Ciekawe czy sandacz zszedł juz na głębszą wodę (poniżej - albo jak kto woli - powyżej 8 m...)
W środę na 10 metrach naprzeciw WKS-u złowiłem na koguta sandacza 86 cm...
Zaloguj się lub Zarejestruj by otrzymać pełen dostęp do naszego forum.
Napisano 18 październik 2013 - 11:46
Ciekawe czy sandacz zszedł juz na głębszą wodę (poniżej - albo jak kto woli - powyżej 8 m...)
W środę na 10 metrach naprzeciw WKS-u złowiłem na koguta sandacza 86 cm...
Napisano 18 październik 2013 - 11:50
Znając zegrzyńskie 80-tki - to musiał być gruby potwór
Napisano 18 październik 2013 - 12:01
a ja za to wyjołem 3 szczupaki 90, 73 i 60 na 3m - niedziela tydz temu
Napisano 18 październik 2013 - 14:47
Znając zegrzyńskie 80-tki - to musiał być gruby potwór
Niestety nie miałem fotoaparatu. Miał ze 6 kilo. Był ociupinę felerny bo miał jedno (lewe) oko wyłupiaste.
Napisano 18 październik 2013 - 18:52
Napisano 18 październik 2013 - 19:55
Żyje nadal, że tak zapytam bezpośrednio?
hehe popłyniesz na niego zapolować
Napisano 18 październik 2013 - 20:15
Ja również wczorajsze popołudnie zaliczam do bardzo udanych wypadów na ZZ. Vis a vie WKSu, pomimo kilkunastu innych łódek, ok. godz.14 wyhaczyłem Szczupaka 82cm ok.3,1 kg, a niedługo po nim, niedaleko wyspy 64cm (nie ważyłem, bo po co). Oba z ręki na tego samego woblera Salmo Perch. Głębokość brań 3-6m.
Zdjęć już nie załączam, bo moderatorzy je wycinają (nie wiem czemu).

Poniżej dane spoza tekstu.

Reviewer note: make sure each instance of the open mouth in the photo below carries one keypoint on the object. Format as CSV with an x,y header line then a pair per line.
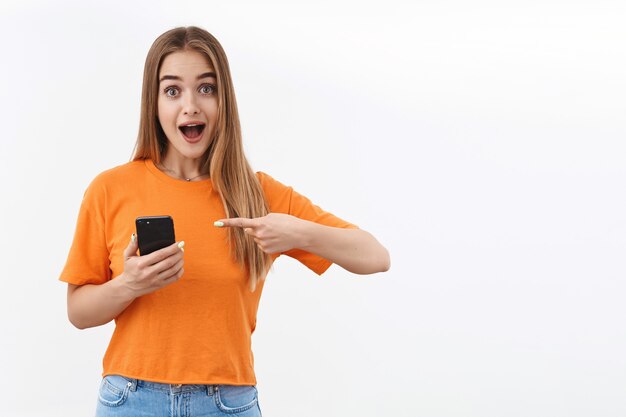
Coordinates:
x,y
192,131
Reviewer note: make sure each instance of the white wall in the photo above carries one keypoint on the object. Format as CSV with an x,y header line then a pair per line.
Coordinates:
x,y
481,142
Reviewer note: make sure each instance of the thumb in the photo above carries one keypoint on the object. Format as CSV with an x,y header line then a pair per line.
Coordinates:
x,y
131,249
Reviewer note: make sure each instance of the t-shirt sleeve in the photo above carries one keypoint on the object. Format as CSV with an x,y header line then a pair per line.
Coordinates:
x,y
88,259
283,199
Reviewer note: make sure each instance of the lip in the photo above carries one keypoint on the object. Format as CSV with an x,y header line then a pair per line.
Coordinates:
x,y
192,122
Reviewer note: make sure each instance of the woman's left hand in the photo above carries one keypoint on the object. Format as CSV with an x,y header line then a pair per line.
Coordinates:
x,y
273,233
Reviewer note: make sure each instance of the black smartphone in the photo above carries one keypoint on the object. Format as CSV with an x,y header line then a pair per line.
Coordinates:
x,y
154,233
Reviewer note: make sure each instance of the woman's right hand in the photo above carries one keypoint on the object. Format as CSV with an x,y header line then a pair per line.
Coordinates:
x,y
145,274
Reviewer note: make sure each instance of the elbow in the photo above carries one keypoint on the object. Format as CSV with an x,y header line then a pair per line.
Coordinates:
x,y
375,264
75,322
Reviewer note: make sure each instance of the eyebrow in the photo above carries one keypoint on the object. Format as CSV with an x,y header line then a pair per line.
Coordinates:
x,y
177,78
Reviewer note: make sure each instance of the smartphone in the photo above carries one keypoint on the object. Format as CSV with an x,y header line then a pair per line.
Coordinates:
x,y
154,233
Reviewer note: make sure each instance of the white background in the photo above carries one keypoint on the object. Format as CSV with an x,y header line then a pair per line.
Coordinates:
x,y
481,142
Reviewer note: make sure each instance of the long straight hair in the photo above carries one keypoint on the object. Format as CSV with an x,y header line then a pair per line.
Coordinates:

Upss a kolega Kwasik, ma teraz problem... bo na łódce nie miał aparatu i nic wcześniej nie napisał, że Sandacz został wypuszczony. A teraz przez to, może trafić na tajną czarną listę tego forum. Szczerze mu współczuję...
Użytkownik Marecek_Wawka edytował ten post 18 październik 2013 - 20:18
Napisano 18 październik 2013 - 20:20
...A teraz przez to, może trafić na tajną czarną listę tego forum. Szczerze mu współczuję...
Nie ma takiej listy.
Fantazja Cię ponosi.
Napisano 18 październik 2013 - 20:26
Qrcze on jeszcze tu jest?
Użytkownik paawelek83 edytował ten post 18 październik 2013 - 20:26
Napisano 18 październik 2013 - 20:29
Jak widać szczegółowe opisy posiłków ze złowionych ryb to za mało by się pożegnać z kolegą wędkarzem-kucharzem.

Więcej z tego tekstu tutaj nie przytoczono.